Par ailleurs, dans un pays comme l’Iran où l’accès à l’université a été largement généralisé (on parle d’environ vingt millions d’étudiants à l’université sur près de septante millions d’habitants), y compris dans les coins les plus reculés du pays comme le Balouchistan, l’image de l’étudiant ne se réduit de toute façon pas au « fils de bonne famille des quartiers nord de Téhéran ». Le représentant du Guide suprême auprès des universités, sorte de « commissaire » de Khamenei, a d’ailleurs reconnu publiquement que « 70 % des étudiants des universités iraniennes n’avaient pas voté pour Ahmadinejad lors de la dernière élection présidentielle »7.
La force de cette opposition réside dans son hétérogénéité, ce qui fait qu’on peut difficilement la décapiter. Pour autant, la question de son leadeurship et donc de sa capacité à se poser en véritable interlocuteur et à ne pas se fragmenter reste posée.
8 janvier 2010
- L’Achoura est pour les chiites la cérémonie qui chaque dixième jour du mois musulman de Moharram commémore le martyre de l’Imam Hussein, massacré avec sa famille à Kerbela en 680 de notre ère par les Ommeyades.
- Ce concept de théocratie chiite développe l’idée selon laquelle le docteur religieux le plus compétent, c’est-à-dire un grand ayatollah, détient l’autorité suprême en matière de représentation du prophète ou de l’imam caché qui pour les chiites reviendra tel un messie le jour du Jugement dernier.
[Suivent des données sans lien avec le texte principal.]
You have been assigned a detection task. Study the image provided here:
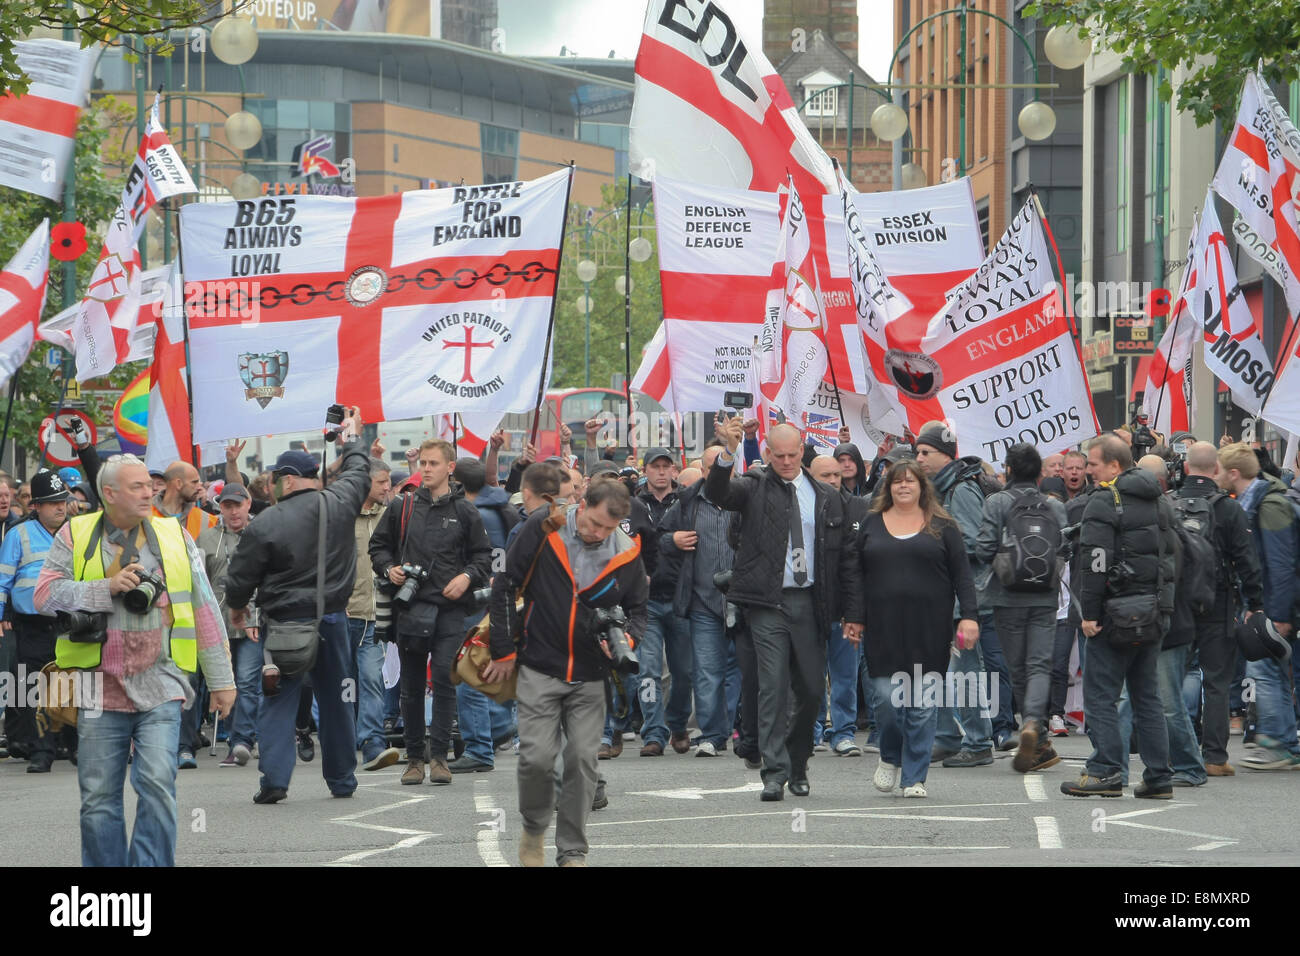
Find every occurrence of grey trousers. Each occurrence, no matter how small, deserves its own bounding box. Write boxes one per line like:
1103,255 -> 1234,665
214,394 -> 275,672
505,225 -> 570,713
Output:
993,605 -> 1057,726
516,664 -> 606,864
746,588 -> 825,786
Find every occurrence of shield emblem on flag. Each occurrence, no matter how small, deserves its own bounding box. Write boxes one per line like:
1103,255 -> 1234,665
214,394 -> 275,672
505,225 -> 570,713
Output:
885,349 -> 942,401
238,351 -> 289,408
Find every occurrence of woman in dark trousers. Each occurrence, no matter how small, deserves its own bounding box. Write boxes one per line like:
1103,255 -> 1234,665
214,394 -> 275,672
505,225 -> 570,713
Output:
846,460 -> 979,798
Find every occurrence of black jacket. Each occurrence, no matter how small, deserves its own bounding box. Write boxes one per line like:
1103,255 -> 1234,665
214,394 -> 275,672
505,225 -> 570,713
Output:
638,486 -> 678,600
1170,475 -> 1264,631
488,505 -> 649,683
832,443 -> 869,497
659,479 -> 734,619
704,455 -> 857,634
1076,468 -> 1178,626
225,439 -> 370,620
368,482 -> 493,610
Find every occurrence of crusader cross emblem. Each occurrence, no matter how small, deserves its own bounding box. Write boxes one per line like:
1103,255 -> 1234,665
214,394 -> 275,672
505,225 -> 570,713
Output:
87,254 -> 130,303
238,351 -> 289,408
442,327 -> 495,383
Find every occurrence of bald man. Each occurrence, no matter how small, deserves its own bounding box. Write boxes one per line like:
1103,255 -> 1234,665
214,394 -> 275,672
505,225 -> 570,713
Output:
1169,441 -> 1263,777
153,460 -> 219,541
676,467 -> 702,487
707,420 -> 863,799
1137,454 -> 1168,492
1042,453 -> 1064,480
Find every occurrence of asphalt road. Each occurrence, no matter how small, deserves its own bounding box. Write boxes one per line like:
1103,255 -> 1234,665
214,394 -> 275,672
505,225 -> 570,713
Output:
1,728 -> 1293,867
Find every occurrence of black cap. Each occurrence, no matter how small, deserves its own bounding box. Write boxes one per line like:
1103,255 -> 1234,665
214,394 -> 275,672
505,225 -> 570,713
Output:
589,461 -> 620,478
30,470 -> 72,503
643,447 -> 673,467
1235,615 -> 1292,663
217,482 -> 250,503
272,449 -> 320,478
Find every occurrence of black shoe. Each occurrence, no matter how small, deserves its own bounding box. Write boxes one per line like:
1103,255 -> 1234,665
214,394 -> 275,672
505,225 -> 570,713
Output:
930,746 -> 959,763
1029,745 -> 1061,772
296,731 -> 315,763
760,780 -> 784,801
591,779 -> 609,811
789,777 -> 810,797
253,787 -> 288,805
1060,772 -> 1123,797
27,757 -> 53,774
7,741 -> 30,760
1135,781 -> 1173,799
0,736 -> 8,758
995,731 -> 1020,752
447,755 -> 493,774
942,748 -> 993,768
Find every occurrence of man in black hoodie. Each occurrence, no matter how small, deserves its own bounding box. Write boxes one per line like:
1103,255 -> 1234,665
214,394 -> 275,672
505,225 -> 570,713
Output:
832,442 -> 869,498
1063,434 -> 1177,798
369,439 -> 493,787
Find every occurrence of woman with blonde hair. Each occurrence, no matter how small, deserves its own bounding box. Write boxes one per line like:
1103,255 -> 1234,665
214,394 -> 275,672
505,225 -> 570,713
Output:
844,459 -> 979,798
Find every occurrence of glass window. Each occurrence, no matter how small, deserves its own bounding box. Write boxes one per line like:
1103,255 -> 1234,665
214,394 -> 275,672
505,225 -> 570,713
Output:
805,86 -> 838,118
1116,77 -> 1128,255
1144,76 -> 1171,256
560,390 -> 621,424
309,100 -> 334,131
335,102 -> 351,133
278,99 -> 310,130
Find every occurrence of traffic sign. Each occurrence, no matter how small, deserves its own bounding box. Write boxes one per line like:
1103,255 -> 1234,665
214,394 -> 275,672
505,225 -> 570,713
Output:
38,410 -> 97,468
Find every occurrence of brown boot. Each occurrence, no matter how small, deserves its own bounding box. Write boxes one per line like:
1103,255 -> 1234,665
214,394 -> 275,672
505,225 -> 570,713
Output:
401,759 -> 425,785
429,757 -> 452,785
1206,762 -> 1235,777
1012,720 -> 1040,773
518,830 -> 544,867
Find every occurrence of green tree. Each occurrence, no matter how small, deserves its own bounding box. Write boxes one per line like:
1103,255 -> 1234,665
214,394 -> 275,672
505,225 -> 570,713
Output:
1028,0 -> 1300,125
0,97 -> 147,464
2,1 -> 236,97
551,180 -> 662,391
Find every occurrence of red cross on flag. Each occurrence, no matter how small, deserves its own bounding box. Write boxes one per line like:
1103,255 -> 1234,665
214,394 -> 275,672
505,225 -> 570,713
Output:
1211,72 -> 1300,321
758,179 -> 829,422
180,167 -> 571,444
0,219 -> 51,390
0,40 -> 95,201
1142,222 -> 1200,436
39,263 -> 168,362
71,94 -> 195,382
435,410 -> 501,459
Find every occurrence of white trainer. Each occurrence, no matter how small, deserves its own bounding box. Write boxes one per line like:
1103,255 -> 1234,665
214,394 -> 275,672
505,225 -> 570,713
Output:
903,783 -> 927,798
872,759 -> 901,793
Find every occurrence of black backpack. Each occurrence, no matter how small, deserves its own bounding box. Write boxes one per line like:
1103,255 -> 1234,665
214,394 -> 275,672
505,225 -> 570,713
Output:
993,487 -> 1063,592
1171,493 -> 1220,616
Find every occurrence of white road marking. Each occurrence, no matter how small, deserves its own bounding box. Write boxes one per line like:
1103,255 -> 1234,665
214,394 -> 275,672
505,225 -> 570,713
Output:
326,795 -> 436,866
589,843 -> 1012,851
626,782 -> 767,800
1190,842 -> 1235,851
587,803 -> 1031,829
1034,816 -> 1062,849
474,781 -> 509,867
1023,775 -> 1048,802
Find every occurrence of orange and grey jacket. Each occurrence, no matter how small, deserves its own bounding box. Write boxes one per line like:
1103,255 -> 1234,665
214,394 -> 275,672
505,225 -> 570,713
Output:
488,504 -> 648,683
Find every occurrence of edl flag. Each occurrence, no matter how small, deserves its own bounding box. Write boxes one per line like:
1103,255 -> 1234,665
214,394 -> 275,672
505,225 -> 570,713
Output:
0,219 -> 51,390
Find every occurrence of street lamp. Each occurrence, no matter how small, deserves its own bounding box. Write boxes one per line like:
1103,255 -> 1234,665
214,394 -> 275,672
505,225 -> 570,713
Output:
628,236 -> 653,263
1017,100 -> 1057,141
576,259 -> 597,388
210,17 -> 259,65
1043,24 -> 1092,71
870,102 -> 908,142
901,162 -> 927,190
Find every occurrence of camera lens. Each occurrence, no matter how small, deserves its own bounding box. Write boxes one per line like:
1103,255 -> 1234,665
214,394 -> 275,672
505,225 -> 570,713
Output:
123,581 -> 158,614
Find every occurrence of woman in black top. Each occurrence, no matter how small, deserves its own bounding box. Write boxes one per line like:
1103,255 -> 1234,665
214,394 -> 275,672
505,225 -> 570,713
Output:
845,460 -> 979,797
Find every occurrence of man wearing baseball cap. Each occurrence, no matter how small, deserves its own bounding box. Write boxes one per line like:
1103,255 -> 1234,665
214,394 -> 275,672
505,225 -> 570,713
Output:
0,471 -> 77,772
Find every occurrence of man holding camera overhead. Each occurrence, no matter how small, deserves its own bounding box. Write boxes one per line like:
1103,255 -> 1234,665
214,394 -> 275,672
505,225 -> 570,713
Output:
368,438 -> 492,787
224,406 -> 372,805
34,454 -> 235,866
482,477 -> 648,867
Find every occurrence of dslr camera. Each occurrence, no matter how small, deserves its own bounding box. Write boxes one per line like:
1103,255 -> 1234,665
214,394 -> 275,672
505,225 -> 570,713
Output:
471,586 -> 493,608
323,403 -> 346,441
1130,415 -> 1157,456
394,563 -> 427,605
592,605 -> 638,674
59,609 -> 108,644
123,569 -> 167,615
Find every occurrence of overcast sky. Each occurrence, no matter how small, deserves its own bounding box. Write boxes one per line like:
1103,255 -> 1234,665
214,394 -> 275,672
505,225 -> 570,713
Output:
497,0 -> 895,80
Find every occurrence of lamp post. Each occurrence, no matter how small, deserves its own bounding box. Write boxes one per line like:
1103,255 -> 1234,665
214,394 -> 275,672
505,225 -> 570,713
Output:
576,258 -> 597,387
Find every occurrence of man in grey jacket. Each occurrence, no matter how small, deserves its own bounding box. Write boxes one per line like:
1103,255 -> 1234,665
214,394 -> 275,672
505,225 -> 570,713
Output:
974,443 -> 1067,774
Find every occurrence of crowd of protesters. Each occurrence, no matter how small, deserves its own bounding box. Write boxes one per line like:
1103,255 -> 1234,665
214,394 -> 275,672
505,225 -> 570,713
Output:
2,408 -> 1298,866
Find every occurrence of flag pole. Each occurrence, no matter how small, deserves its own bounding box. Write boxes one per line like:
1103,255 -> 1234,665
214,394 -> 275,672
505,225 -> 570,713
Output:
623,171 -> 634,430
452,413 -> 459,458
529,162 -> 576,449
0,369 -> 19,470
171,198 -> 200,469
1150,209 -> 1200,433
1031,187 -> 1100,436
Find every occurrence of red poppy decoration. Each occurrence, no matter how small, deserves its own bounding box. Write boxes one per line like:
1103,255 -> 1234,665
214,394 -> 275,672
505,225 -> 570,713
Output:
51,221 -> 88,262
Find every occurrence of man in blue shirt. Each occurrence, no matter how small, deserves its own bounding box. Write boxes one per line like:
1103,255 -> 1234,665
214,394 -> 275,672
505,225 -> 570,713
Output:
0,470 -> 73,772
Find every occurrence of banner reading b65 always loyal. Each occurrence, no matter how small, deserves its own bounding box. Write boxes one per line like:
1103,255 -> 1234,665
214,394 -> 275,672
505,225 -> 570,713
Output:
179,168 -> 570,444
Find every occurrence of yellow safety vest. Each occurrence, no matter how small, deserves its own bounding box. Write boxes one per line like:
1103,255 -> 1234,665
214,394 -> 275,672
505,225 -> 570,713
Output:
55,513 -> 197,672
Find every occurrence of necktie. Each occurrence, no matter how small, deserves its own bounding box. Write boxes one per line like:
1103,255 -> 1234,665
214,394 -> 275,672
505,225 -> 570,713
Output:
787,481 -> 807,587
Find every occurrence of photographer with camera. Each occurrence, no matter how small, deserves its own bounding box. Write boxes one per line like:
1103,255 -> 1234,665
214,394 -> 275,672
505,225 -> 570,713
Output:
34,454 -> 234,866
223,406 -> 371,805
368,439 -> 492,787
483,478 -> 647,867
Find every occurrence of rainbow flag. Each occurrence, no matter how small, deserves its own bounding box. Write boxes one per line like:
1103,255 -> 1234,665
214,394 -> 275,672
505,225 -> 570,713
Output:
113,367 -> 149,454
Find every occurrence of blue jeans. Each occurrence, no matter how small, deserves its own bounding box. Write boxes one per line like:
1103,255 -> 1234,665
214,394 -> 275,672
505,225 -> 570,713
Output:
636,599 -> 693,746
457,682 -> 517,765
348,618 -> 387,760
1158,645 -> 1207,784
871,675 -> 937,787
228,635 -> 263,751
690,606 -> 739,748
815,622 -> 861,746
933,645 -> 994,753
77,700 -> 182,867
1082,635 -> 1171,786
602,668 -> 641,745
977,613 -> 1017,736
1247,649 -> 1300,755
259,612 -> 358,795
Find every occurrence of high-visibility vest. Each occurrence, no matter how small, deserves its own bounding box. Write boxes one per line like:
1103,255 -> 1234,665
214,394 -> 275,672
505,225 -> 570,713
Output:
55,513 -> 197,672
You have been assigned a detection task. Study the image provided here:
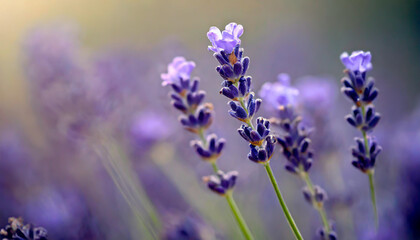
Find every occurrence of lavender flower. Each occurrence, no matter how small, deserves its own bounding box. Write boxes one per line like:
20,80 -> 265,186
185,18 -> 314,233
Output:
163,215 -> 213,240
0,217 -> 48,240
238,117 -> 271,146
262,75 -> 336,239
130,110 -> 173,146
351,137 -> 382,173
202,170 -> 238,196
208,23 -> 303,240
340,50 -> 380,226
340,51 -> 381,172
318,224 -> 337,240
346,106 -> 381,132
259,74 -> 299,111
163,56 -> 253,239
161,57 -> 196,86
272,105 -> 313,174
247,136 -> 276,164
162,57 -> 215,134
296,76 -> 337,113
340,51 -> 372,73
207,23 -> 244,53
191,134 -> 226,161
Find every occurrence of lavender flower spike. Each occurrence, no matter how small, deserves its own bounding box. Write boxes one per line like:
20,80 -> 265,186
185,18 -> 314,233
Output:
162,57 -> 254,240
207,22 -> 243,53
208,23 -> 303,240
262,75 -> 337,239
340,51 -> 372,73
161,56 -> 196,86
340,50 -> 380,227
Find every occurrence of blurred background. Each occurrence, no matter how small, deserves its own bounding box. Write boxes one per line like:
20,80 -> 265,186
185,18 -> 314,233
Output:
0,1 -> 419,239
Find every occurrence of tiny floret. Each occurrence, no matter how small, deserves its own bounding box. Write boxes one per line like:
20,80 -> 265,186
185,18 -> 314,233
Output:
161,57 -> 196,86
203,170 -> 238,195
340,51 -> 372,73
207,23 -> 244,53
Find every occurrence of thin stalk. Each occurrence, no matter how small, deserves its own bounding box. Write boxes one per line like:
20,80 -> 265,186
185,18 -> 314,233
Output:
368,171 -> 378,228
361,105 -> 378,228
211,162 -> 219,173
225,192 -> 254,240
264,163 -> 303,240
198,128 -> 207,146
300,171 -> 330,233
199,127 -> 254,239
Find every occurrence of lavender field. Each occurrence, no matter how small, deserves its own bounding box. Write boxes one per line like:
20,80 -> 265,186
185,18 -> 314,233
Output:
0,1 -> 419,239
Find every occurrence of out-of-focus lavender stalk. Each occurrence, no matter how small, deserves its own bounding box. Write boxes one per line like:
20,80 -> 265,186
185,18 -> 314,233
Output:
260,75 -> 336,239
94,135 -> 161,239
207,23 -> 303,240
161,57 -> 254,240
340,51 -> 381,227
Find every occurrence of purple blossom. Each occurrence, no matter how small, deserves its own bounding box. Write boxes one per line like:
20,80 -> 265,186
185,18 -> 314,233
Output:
207,22 -> 244,53
340,51 -> 372,72
296,76 -> 337,112
161,57 -> 196,86
130,110 -> 173,146
203,170 -> 238,195
259,73 -> 299,110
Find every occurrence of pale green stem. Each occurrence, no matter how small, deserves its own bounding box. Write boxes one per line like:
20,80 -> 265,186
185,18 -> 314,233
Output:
300,171 -> 330,233
211,162 -> 219,173
199,126 -> 254,239
225,192 -> 255,240
264,163 -> 303,240
368,171 -> 378,229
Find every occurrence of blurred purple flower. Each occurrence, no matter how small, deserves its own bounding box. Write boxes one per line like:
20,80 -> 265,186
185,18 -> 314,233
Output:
340,51 -> 372,72
163,213 -> 215,240
130,110 -> 173,147
24,24 -> 82,87
24,187 -> 95,240
23,25 -> 97,141
161,57 -> 196,86
296,76 -> 337,112
259,73 -> 299,110
207,22 -> 243,53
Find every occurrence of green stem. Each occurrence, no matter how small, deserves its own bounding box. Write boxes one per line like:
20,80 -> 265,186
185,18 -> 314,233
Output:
198,128 -> 207,146
207,136 -> 254,239
300,171 -> 330,233
264,163 -> 303,240
225,192 -> 255,240
211,162 -> 219,173
368,171 -> 378,229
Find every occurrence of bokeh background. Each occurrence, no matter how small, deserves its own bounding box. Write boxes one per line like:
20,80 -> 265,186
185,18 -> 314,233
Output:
0,1 -> 419,239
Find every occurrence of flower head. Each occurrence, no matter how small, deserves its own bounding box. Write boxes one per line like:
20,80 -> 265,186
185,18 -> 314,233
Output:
351,137 -> 382,173
161,57 -> 196,86
296,76 -> 337,112
0,217 -> 48,240
203,170 -> 238,195
207,23 -> 244,53
191,134 -> 225,161
259,73 -> 299,110
340,51 -> 372,73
Il s’agit donc d’une théorie affirmant la primauté du religieux sur le politique et qui constitue la clef de voute du régime iranien actuel.
- Akbar Ganji a toutefois développé des réflexions plus critiques sur la religion et le texte coranique lui-même suscitant un débat philosophico-religieux contradictoire et très prolixe avec notamment Ataollah Mohajerani.
- Les « cinq points » avancés par Moussavi s’inscrivent dans une approche plus minimaliste et légaliste tandis que les « dix points » des cinq intellectuels se distinguent par leur empreinte républicaine. Ces derniers, conscients d’être à l’extérieur de l’Iran, entendent accompagner les revendications de Moussavi.
- La télévision d’État iranienne a diffusé en décembre 2009 des images, considérées par beaucoup comme un montage grossier, montrant des manifestants déchirer des photos de Khomeiny dans le but de discréditer l’opposition et de lui aliéner les Iraniens éprouvant du respect pour le fondateur de la République islamique.
- Libérée à la suite d’importantes pressions internationales, Shadi Sadr, lauréate de plusieurs prix internationaux récompensant son engagement, était de passage à Bruxelles au début décembre 2009.
- Mardomsalari, (quotidien iranien), Téhéran, 13 décembre 2009.